Monday, June 1, 2015

Map on Monday: VIETNAM

Stratfor - short for Strategic Forecasting, Inc. - is a private global intelligence company that offers geopolitical insight into the interplay of nations. Stratfor has developed an excellent series of short (~2-4 minute) videos which provide the viewer with a specific nation, along with its basic history, geography, culture, and geopolitical allies and adversaries. In the following video, they present the geographic challenges facing Vietnam.



PHYSICAL ECOLOGY OF VIETNAM: POPULOUS NATION, PRECARIOUS GEOGRAPHY, RECENT HISTORY OF WARFARE

by A. Joseph Lynch 

Vietnam occupies a precarious, two-thousand mile strip of coastline along the South China Sea. At its narrowest point, however, Vietnam is only 31 miles deep. This position, akin to Israel, strategically leads Vietnam to seek buffer space between its main population centers in Hanoi and Ho Chi Minh City (formerly Saigon) and the borders of neighboring countries. The Annamite Range, however, does provide a geographic boundary between Vietnam, Laos, and Cambodia. Despite its narrow shape, Vietnam's landmass is roughly the same as Germany. But with 90 million citizens to Germany's 80 million, Vietnam is more populous than Europe's most populous nation. Unlike Germany, Vietnam is heavily forested and mountainous. In fact only 20% of Vietnam is occupied by flat lands.

The twentieth century for Vietnam was marked by war. Following the defeat of Imperial Japan in 1945, the struggle between communist forces within Vietnam fought against French colonial rule. This war, known as the First Indochina War, was fought until 1954. At the Battle of Dien Bien Phu, French forces were defeated leading to the creation of a communist northern Vietnam and a free southern Vietnam below the 17th parallel. During a 300-day movement period, around 1 million (mostly Catholic) Vietnamese moved south.  In 1955, Ngo Dinh Diem became the president of the Republic of Vietnam in the south. Eight years later, following Buddhist demonstrations against Catholic Diem, the United States betrayed Diem and his brother to assassination. Three weeks later JFK was killed and 5 years later his brother was assassinated as well. The intertwining of Catholic personalities and history between the Vietnamese and Americans continues. 6% of Vietnamese are Catholics but 25% of Vietnamese refugees in America are Romans.

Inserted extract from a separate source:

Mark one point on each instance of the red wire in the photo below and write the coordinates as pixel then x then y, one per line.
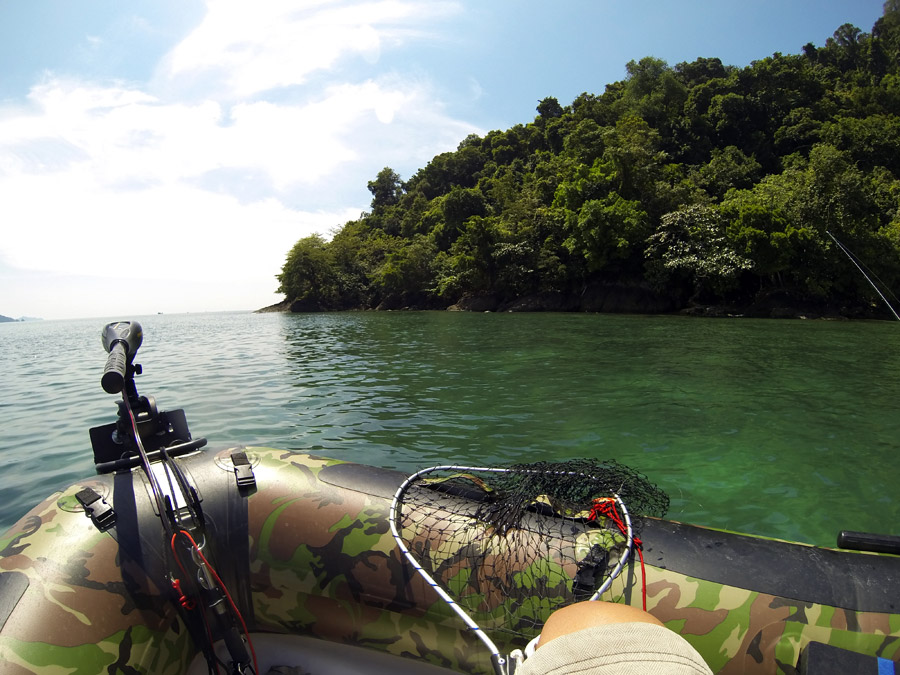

Without the spiritual leadership of the Diem brothers, the stability of South Vietnam grew increasingly dependent on American ground forces. This second conflict in Vietnam's history we Americans know as the Vietnam War. After suffering the deaths of over 53,000 American soldiers, we withdrew from Vietnam in 1973. Saigon, the southern capital, fell to the communists on April 30, 1975, and Vietnam remains communist to this day. Between 800,000 and 3.1 million Vietnamese died in this war.

Vietnam's third and final major war of the 20th century was fought, not against capitalists, but against fellow communist China. This short war of little more than three weeks is known as the Sino-Vietnamese War. Despite its brevity, Vietnam and China share a volatile history dating back to China's Warring States Period of the third century BC. More recently in the Cold War, Soviet-Vietnamese relations warmed in the wake of the Sino-Soviet split in the 1970's. A 25-year defense pact between Vietnam and the Soviet Union, combined with a Vietnamese invasion of Cambodia led directly to Chinese intervention along its border with Vietnam. The short war acted to demonstrate Chinese power in the region and the inability of the Soviets to protect their ally. Hostility between the two Asian neighbors continues. The present struggle over the South China Sea separates China and Vietnam while driving Vietnam to forge strong relations with the Catholic brother nation of Philippines.